On entend encore des
ragots, les petites histoires pas très glorieuses sur l’un ou sur l’autre. On
fait quand même un peu d’efforts pour que notre complaisance ne paraisse pas trop
à l’extérieur, mais on sait bien à l’intérieur de nous-mêmes que entendre dire
du mal des autres nous fait plaisir, surtout quand notre propre vie est quelque
peu décevante. La troisième dictature,
celle de la médiocrité.
Et on entend partout du
bruit, beaucoup de bruits – ces bruits qui prétendent parfois être la musique
qui veulent nous distraire, ces bruits
sans lesquels on ne saurait plus vivre et on ne pourrait supporter le moindre
de silence – devant lequel on se sentirait nu. Mais dans ces bruits se sont glissées
les paroles haineuses, les railleries méchantes, les bêtises énormes, les
mensonges nuisibles, et puis beaucoup beaucoup de cynisme. Noyé dans cet océan
de bruit, on se distrait, on s’habitue, on s’avilit, on se laisse transformer,
on se laisse asservir. La dictature du
bruit.
Le monde est une histoire
racontée par un fou, plein de bruit et de fureur – ces mots que Shakespeare a
mis dans la bouche du roi Macbeth pourraient nous faire rougir aujourd’hui.

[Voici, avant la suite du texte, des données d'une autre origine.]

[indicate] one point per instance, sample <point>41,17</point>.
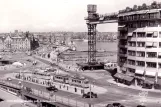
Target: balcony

Cette histoire de fou, nous en faisons partie. En effet, qu’est-ce nous faisons
entendre aux autres à notre tour ?
Hélas, dans la plupart des cas, nous répétons ce que nous avons entendu
– les préjugés, les mensonges, les railleries, les bêtises, les grossièretés,
les ragots. On a peur d’être différent des autres. On a peur de penser différemment,
de parler différemment. On a même peur de ne pas rire des bêtises qui font rire
les autres. On n’a plus de liberté. On est soumis. Dans une usine qui ne
produit que du bruit, machinalement nous faisons du bruit avec les autres. Dans
ce régime de dictature collective, nous devenons dictateurs avec les autres.
Nous n’honorons pas ces
sens qui nous sont donnés par le Créateur pour embellir notre vie – ceux que
nous entendons nous rendent sourds – puisqu’ils nous empêchent d’entendre les
paroles véritables, qui ont vraiment quelques choses à nous dire ; et ceux que
nous faisons entendre nous rendent muets – puisqu’ils ne viennent pas de notre
cœur. Il nous est peut-être nécessaire de nous tourner à présent vers le
Christ, comme le sourd-muet de l’Évangile, et de Lui demander de prononcer de
nouveau sur nous ce mot « Effata », ce mot qui nous rappelle aussi la grâce que
nous avons reçue de notre baptême – puisque nous savons qu’il existe cette
étape préparatoire dans le rite du baptême où le prêtre trace le signe de la
Croix sur l’oreille et la bouche de l’enfant en disant cette prière : « Effatà,
c’est-à-dire : ouvre-toi. Le Seigneur Jésus a fait entendre les sourds et
parler les muets : qu’il te donne d’écouter sa parole, et de proclamer la foi
pour la louange et la gloire de Dieu le Père. »
Oui, que Dieu ouvre notre
ouïe avec sa Parole de vie, et qu’il mette dans notre bouche la foi, son
Évangile et la louange de sa gloire. Amen.